LiveRAG: A diverse Q&A dataset with varying difficulty level for RAG evaluation
David Carmel, Simone Filice, Guy Horowitz, Yoelle Maarek, Alex Shtoff, Oren Somekh, Ran Tavory
TL;DR
LiveRAG provides a public, calibrated benchmark for evaluating RAG-based QA systems, derived from the SIGIR-2025 LiveRAG Challenge and extended with ground-truth answers, answer claims, and IRT-based per-question difficulty and discriminability. It aggregates 895 questions generated via DataMorgana from the FineWeb-10BT corpus, paired with supporting documents and a fixed LLM setup to enable controlled cross-session evaluation and curriculum-like training. The analysis formalizes an IRT-based interpretation of question difficulty using the 2PL model with parameters $b_i$ and $a_i$, implemented via the py-irt package, and demonstrates strong alignment with system performance and leaderboard rankings. Empirical results highlight that difficulty correlates with model performance across LLMs and RAG systems, that multi-document questions pose greater challenges, and that LiveRAG exhibits high linguistic and semantic diversity, underscoring its usefulness for stress-testing long-tail Q&A in retrieval-augmented setups.
Abstract
With Retrieval Augmented Generation (RAG) becoming more and more prominent in generative AI solutions, there is an emerging need for systematically evaluating their effectiveness. We introduce the LiveRAG benchmark, a publicly available dataset of 895 synthetic questions and answers designed to support systematic evaluation of RAG-based Q&A systems. This synthetic benchmark is derived from the one used during the SIGIR'2025 LiveRAG Challenge, where competitors were evaluated under strict time constraints.

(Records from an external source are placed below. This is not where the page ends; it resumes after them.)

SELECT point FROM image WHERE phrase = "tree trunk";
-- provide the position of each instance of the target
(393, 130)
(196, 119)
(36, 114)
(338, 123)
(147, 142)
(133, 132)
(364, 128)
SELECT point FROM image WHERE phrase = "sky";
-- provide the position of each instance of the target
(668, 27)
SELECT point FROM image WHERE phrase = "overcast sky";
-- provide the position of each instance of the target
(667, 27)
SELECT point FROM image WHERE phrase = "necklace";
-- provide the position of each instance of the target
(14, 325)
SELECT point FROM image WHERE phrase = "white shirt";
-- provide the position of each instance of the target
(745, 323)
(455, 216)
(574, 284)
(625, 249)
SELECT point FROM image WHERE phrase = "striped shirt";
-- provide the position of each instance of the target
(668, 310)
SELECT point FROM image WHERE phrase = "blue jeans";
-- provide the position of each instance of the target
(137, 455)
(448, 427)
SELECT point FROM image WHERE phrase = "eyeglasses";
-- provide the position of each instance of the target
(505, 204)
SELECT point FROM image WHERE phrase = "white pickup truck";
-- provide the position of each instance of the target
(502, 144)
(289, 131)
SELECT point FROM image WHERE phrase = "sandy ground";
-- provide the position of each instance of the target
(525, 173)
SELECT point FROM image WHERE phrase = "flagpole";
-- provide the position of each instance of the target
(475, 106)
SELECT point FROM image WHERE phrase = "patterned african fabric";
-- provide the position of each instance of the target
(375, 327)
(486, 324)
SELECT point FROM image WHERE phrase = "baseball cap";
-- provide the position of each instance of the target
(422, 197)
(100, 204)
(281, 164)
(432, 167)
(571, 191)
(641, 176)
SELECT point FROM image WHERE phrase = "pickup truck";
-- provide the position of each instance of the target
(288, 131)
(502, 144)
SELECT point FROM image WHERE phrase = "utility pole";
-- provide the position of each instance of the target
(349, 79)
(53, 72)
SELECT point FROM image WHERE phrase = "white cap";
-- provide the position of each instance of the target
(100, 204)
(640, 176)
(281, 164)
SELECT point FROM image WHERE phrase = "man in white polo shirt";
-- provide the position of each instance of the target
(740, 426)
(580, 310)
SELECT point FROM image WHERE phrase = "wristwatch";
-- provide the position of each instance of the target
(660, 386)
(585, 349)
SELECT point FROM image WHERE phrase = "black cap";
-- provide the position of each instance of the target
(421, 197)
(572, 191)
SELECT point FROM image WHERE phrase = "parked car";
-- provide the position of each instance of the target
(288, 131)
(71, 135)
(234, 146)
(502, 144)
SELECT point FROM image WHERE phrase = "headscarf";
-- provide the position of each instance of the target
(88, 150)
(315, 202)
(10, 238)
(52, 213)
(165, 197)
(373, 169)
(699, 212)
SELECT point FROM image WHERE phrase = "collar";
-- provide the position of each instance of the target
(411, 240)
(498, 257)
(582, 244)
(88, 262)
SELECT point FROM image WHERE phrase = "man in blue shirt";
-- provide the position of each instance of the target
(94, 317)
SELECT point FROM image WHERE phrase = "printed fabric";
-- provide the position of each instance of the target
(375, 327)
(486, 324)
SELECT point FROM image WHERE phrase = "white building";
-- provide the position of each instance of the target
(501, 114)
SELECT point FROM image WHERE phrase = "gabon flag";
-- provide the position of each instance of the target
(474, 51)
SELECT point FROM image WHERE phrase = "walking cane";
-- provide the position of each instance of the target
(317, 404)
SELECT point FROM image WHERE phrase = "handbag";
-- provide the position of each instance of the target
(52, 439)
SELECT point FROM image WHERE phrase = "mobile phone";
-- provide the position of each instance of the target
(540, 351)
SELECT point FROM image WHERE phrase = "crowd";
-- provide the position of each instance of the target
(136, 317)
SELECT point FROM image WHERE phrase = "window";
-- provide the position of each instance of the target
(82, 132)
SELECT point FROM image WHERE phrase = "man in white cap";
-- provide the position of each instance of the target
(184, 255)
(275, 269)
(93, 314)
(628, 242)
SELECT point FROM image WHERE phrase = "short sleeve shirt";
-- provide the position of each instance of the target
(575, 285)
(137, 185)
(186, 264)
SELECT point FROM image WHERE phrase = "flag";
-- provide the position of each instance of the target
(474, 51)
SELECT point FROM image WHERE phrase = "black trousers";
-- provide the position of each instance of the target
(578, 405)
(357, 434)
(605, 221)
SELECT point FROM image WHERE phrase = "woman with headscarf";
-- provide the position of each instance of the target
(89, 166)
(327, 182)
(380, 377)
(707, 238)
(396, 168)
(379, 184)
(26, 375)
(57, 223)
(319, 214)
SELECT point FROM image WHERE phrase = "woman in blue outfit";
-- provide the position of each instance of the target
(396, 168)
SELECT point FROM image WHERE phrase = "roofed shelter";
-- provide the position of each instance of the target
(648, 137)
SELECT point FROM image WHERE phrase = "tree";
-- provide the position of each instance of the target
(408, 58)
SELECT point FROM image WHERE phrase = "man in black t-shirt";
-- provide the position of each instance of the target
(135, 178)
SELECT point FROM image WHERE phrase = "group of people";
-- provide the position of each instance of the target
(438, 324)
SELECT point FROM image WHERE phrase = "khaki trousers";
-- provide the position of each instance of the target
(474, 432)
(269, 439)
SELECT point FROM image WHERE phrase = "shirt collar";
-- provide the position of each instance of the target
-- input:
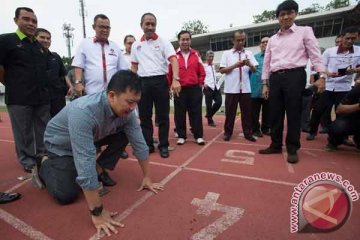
(96, 40)
(178, 51)
(238, 51)
(154, 37)
(342, 50)
(108, 111)
(22, 35)
(291, 29)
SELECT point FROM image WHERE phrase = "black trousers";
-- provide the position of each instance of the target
(344, 126)
(189, 100)
(324, 103)
(285, 96)
(260, 104)
(59, 172)
(56, 104)
(213, 101)
(155, 91)
(28, 125)
(231, 103)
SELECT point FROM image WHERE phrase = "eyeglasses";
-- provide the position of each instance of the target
(103, 27)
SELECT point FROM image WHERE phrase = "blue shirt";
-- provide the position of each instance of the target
(75, 129)
(255, 77)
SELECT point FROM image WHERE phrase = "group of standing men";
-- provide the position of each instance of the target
(105, 115)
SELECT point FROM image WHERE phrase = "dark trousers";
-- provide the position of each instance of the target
(231, 103)
(285, 96)
(213, 101)
(56, 104)
(257, 105)
(28, 125)
(155, 91)
(59, 172)
(189, 100)
(324, 103)
(305, 113)
(342, 127)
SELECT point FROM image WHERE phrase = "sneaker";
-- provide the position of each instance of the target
(106, 179)
(330, 147)
(200, 141)
(180, 141)
(310, 137)
(258, 134)
(292, 158)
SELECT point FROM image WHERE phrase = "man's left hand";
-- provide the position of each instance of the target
(147, 184)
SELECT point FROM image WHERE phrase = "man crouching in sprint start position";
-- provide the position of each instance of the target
(72, 136)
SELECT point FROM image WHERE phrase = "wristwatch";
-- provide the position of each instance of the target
(97, 211)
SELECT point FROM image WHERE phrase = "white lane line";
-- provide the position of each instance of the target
(242, 176)
(22, 227)
(5, 140)
(143, 199)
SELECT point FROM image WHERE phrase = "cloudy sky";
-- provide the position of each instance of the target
(125, 15)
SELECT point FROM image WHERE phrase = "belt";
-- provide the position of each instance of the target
(288, 70)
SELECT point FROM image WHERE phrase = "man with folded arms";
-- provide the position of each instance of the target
(286, 56)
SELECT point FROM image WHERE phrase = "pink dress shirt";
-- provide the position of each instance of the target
(292, 49)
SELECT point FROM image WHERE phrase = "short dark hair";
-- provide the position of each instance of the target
(147, 14)
(183, 32)
(40, 30)
(351, 29)
(102, 16)
(124, 80)
(18, 10)
(127, 36)
(287, 6)
(239, 31)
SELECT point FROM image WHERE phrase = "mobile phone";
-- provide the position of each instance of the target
(342, 71)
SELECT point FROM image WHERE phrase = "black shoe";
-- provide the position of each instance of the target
(349, 143)
(324, 131)
(266, 132)
(258, 134)
(124, 155)
(310, 137)
(305, 130)
(8, 197)
(151, 149)
(330, 147)
(35, 178)
(211, 122)
(293, 157)
(164, 152)
(28, 168)
(226, 138)
(270, 150)
(250, 138)
(106, 179)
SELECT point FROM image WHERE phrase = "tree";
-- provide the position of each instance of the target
(315, 7)
(195, 27)
(334, 4)
(265, 16)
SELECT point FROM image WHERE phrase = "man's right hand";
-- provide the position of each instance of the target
(106, 223)
(79, 88)
(265, 91)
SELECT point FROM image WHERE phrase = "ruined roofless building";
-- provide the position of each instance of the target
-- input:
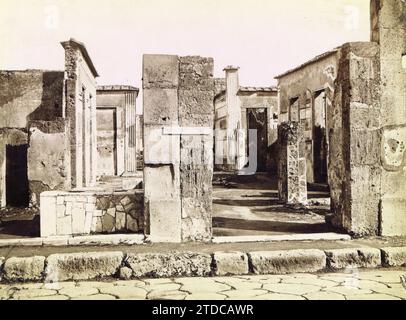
(237, 110)
(351, 102)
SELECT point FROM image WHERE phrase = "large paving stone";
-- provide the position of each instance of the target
(82, 266)
(229, 263)
(24, 268)
(289, 261)
(169, 264)
(354, 257)
(394, 256)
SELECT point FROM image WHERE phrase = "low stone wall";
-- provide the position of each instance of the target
(98, 265)
(77, 213)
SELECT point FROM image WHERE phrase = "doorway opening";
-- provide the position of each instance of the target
(17, 194)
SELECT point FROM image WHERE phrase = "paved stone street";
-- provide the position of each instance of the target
(351, 285)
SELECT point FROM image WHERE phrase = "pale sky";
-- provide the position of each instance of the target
(263, 37)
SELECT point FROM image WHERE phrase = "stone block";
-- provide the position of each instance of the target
(354, 257)
(64, 226)
(164, 178)
(160, 71)
(169, 264)
(394, 256)
(82, 266)
(120, 221)
(78, 220)
(161, 106)
(160, 148)
(393, 216)
(230, 263)
(165, 220)
(289, 261)
(24, 268)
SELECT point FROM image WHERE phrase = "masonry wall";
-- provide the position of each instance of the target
(48, 157)
(81, 110)
(388, 28)
(67, 213)
(123, 104)
(30, 95)
(178, 95)
(303, 84)
(354, 168)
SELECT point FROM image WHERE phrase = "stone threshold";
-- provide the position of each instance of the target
(283, 237)
(91, 240)
(126, 265)
(133, 239)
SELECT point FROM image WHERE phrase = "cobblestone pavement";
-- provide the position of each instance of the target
(352, 284)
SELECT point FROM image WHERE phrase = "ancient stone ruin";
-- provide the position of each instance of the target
(79, 156)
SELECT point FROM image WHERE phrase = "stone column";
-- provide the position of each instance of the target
(354, 164)
(292, 187)
(130, 125)
(178, 147)
(196, 111)
(161, 152)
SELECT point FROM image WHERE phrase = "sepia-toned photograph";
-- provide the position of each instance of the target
(219, 151)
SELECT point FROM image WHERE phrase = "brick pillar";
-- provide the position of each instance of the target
(292, 187)
(178, 155)
(196, 94)
(354, 160)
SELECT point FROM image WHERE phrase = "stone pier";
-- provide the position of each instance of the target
(178, 147)
(292, 187)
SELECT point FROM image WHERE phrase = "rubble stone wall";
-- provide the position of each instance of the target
(48, 157)
(30, 95)
(354, 168)
(292, 187)
(388, 24)
(70, 213)
(178, 166)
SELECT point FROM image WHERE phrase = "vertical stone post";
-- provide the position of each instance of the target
(354, 164)
(196, 115)
(388, 24)
(178, 147)
(162, 200)
(292, 187)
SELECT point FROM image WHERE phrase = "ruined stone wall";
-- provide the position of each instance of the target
(123, 102)
(48, 158)
(178, 98)
(388, 24)
(269, 101)
(14, 137)
(292, 187)
(67, 213)
(196, 93)
(30, 95)
(354, 168)
(81, 110)
(303, 84)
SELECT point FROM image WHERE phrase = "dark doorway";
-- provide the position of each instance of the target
(320, 138)
(16, 176)
(257, 119)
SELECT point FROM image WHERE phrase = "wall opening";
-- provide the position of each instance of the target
(16, 176)
(257, 120)
(320, 138)
(106, 142)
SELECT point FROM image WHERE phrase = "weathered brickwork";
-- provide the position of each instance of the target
(48, 157)
(178, 94)
(291, 163)
(354, 172)
(388, 23)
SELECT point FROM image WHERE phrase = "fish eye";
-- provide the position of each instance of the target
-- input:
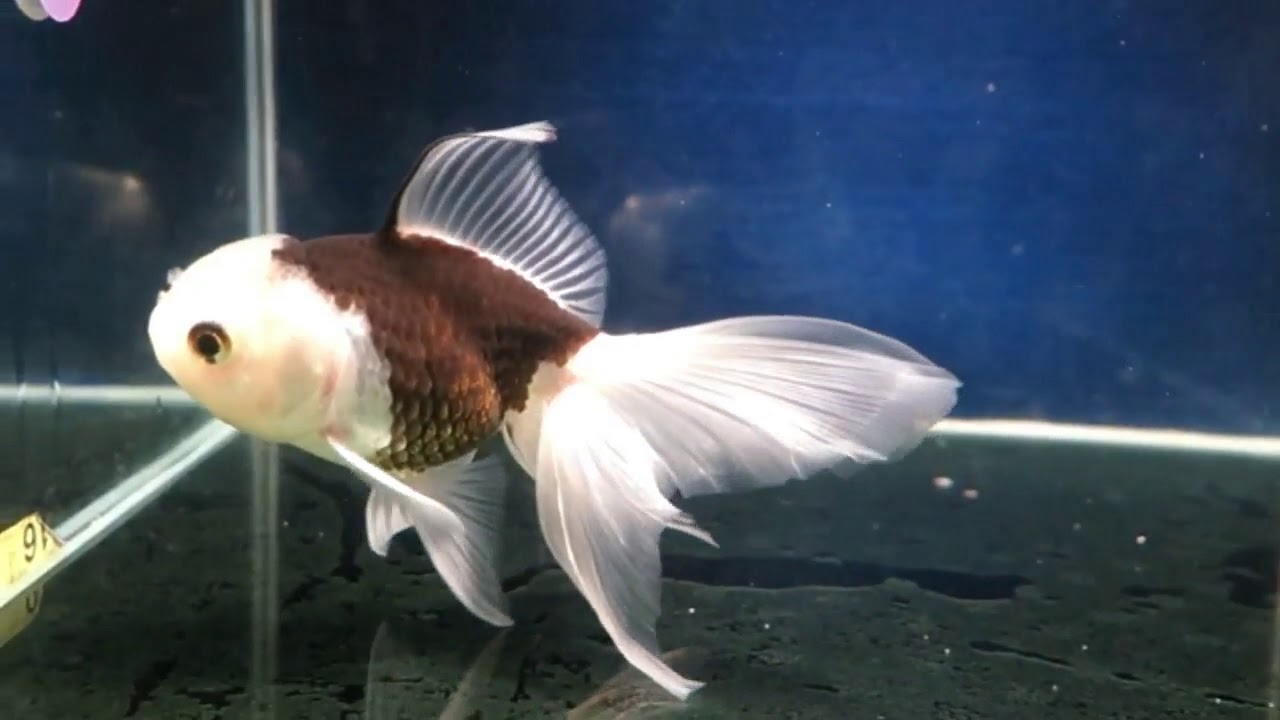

It is augmented with information that was not made available to competitors during the Challenge, such as the ground-truth answers, together with their associated supporting claims which were used for evaluating competitors' answers. In addition, each question is associated with estimated difficulty and discriminability scores, derived from applying an Item Response Theory model to competitors' responses. Our analysis highlights the benchmark's questions diversity, the wide range of their difficulty levels, and their usefulness in differentiating between system capabilities. The LiveRAG benchmark will hopefully help the community advance RAG research, conduct systematic evaluation, and develop more robust Q&A systems.